Suter Melissa J, Reinhardt Joseph M, McLennan Geoffrey
Harvard Medical School and Wellman Center for Photomedicine, Massachusetts General Hospital, Boston, MA, USA.
Acad Radiol. 2008 Jun;15(6):786-98. doi: 10.1016/j.acra.2008.03.001.
Many imaging modalities and methodologies exist for evaluating the pulmonary airways. Individually, each modality provides insight to the state of the airways; however, alone they do not necessarily provide a comprehensive description. The goal of this work is to integrate complementary medical imaging datasets to form a synergistic description of the airways.
Two digital bronchoscopic techniques were used to evaluate the pulmonary mucosa. A digital color bronchoscopic system was used to detect mucosal color alterations, and a fluorescence detection system was used to assess the microvasculature of the bronchial mucosa. Study participants were also imaged with a multidetector row computed tomographic (MDCT) scanner. Virtual bronchoscopic and image registration techniques were exploited to combine three-dimensional surface renderings, extracted from the MDCT data, together with the two-dimensional digital bronchoscopic images. Validation of the fusion process was performed on a rubber phantom of an adult airway with 4 embedded metal beads.
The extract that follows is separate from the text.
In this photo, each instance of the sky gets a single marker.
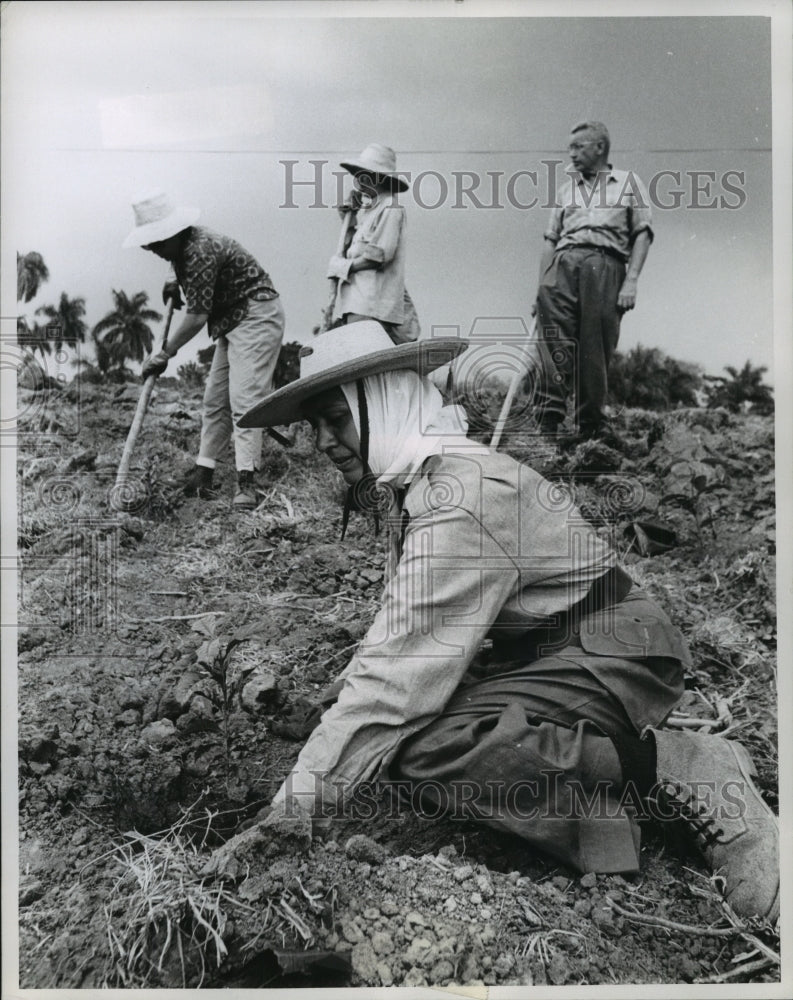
(103, 102)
The fusion of the MDCT extracted airway tree and the digital bronchoscopic datasets were presented for three study participants. In addition, the detected accuracy of the registration method to reliably align the MDCT and bronchoscopic image datasets was determined to be 1.98 mm in the phantom airway model.
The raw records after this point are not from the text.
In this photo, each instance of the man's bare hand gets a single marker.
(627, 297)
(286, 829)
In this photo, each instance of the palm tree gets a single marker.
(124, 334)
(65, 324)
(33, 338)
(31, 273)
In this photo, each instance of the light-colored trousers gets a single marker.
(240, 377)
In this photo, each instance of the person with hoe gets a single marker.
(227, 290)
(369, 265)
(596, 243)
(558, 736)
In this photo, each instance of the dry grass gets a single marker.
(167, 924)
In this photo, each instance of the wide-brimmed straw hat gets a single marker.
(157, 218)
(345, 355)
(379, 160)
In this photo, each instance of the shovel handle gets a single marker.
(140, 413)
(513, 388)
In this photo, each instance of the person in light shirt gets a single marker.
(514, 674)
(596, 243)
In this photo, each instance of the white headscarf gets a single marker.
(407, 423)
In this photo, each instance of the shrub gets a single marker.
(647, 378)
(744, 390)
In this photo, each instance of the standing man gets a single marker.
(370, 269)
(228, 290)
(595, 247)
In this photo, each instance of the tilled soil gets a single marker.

We have demonstrated that merging of three distinct digital datasets to provide a single synergistic description of the airways is possible. This is a pilot project in the field of eidomics, the process of combining digital image datasets and image-based processes together. We anticipate that in the future eidomics will provide a universal and predictive imaging language that will change health care delivery.
存在多种用于评估肺气道的成像方式和方法。每种方式单独使用时,都能提供有关气道状态的见解;然而,仅凭它们自身不一定能提供全面的描述。这项工作的目标是整合互补的医学成像数据集,以形成对气道的协同描述。
使用两种数字支气管镜技术评估肺黏膜。使用数字彩色支气管镜系统检测黏膜颜色变化,并使用荧光检测系统评估支气管黏膜的微血管系统。研究参与者还使用多排螺旋计算机断层扫描(MDCT)扫描仪进行成像。利用虚拟支气管镜和图像配准技术,将从MDCT数据中提取的三维表面渲染图与二维数字支气管镜图像相结合。在一个嵌入4个金属珠的成人气道橡胶模型上对融合过程进行了验证。
展示了三位研究参与者的MDCT提取的气道树与数字支气管镜数据集的融合情况。此外,在模型气道模型中确定,可靠对齐MDCT和支气管镜图像数据集的配准方法的检测精度为1.98毫米。
我们已经证明,合并三个不同的数字数据集以提供对气道的单一协同描述是可行的。这是在电子组学领域的一个试点项目,电子组学是将数字图像数据集和基于图像的过程结合在一起的过程。我们预计,未来电子组学将提供一种通用的、可预测的成像语言,这将改变医疗保健的提供方式。